8% of those with schizophrenia on a CTO were prescribed an LAI <

8% of those with schizophrenia on a CTO were prescribed an LAI.

The majority was clozapine naïve and this was higher than anticipated but possibly Selleckchem APO866 reflects poor adherence by this patient population obviating the use of clozapine due to the requirement for weekly blood tests. A clinically important minority was prescribed two antipsychotics and 7.2% had (combined) antipsychotic doses exceeding Inhibitors,research,lifescience,medical 100%BNF dose limits. Only 14.9% of patients had timely medication SOAD certification. CTO use and ethnicity Reasons for the geographical variation in CTO use might reflect varying attitudes and beliefs of clinical staff regarding CTOs, perhaps stemming from the lack of definitive evidence of efficacy of CTOs, and lack of belief that the individual patient will comply with treatment despite the legal sanction.
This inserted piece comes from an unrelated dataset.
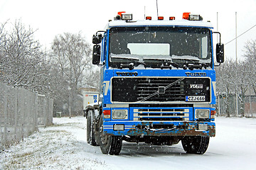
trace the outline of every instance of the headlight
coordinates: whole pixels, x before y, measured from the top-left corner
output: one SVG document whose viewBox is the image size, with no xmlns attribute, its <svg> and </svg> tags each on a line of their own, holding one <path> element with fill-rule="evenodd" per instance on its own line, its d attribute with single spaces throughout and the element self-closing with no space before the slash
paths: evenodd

This may be further exacerbated by differences between inpatient and community consultant psychiatrists for the same patient and also influenced by additional services including home treatment and assertive outreach Inhibitors,research,lifescience,medical teams. Also, use of CTOs for patients of black ethnic origin appears to be more than twice that suggested by the population census data [Office for National Statistics, 2001] for the locality served

by the Trust. However, Inhibitors,research,lifescience,medical this can probably be largely explained by rates of hospital detention for ethnic minorities [Eaton, 2010; Audini and Lelliott, Inhibitors,research,lifescience,medical 2002]. For this Trust, 43% of patients on acute inpatient wards were of black ethnic origin using ‘Count me in’ census data [Care Quality Commission, 2009] for the Trust, 50.2% of all patients detained with a section 3 hospital order were of black ethnic origin using Trust Mental Health Act data (April 2007-March

2008) and local antipsychotic prescribing data for inpatient Inhibitors,research,lifescience,medical wards showed almost identical proportions of ethnic diversity [Connolly and Taylor, 2008]. Hence, there does not appear to be any ethnic bias in the application of CTOs over and above the factors leading to ethnic differences in the current use of the Mental Health Act for hospital detention orders as shown by our nonsignificant finding (black ethnic origin: CTO, 52.3%; section 3, 50.2%). However, as with the early report on CTO use in Birmingham and Solihull [Evans et al. 2010], we lack the data necessary to demonstrate this using statistical modelling or more rigorously Terminal deoxynucleotidyl transferase still, by comparing groups of differing ethnicities matched for illness severity and course. Future studies should quantify rates of CTO renewal, revocation, voluntary hospital admissions and with regard to differences by ethnic group. Conditions Conditions should only be applied to a CTO which are necessary for enabling treatment or for safety [Department of Health, 2008] and should be practical and enforceable.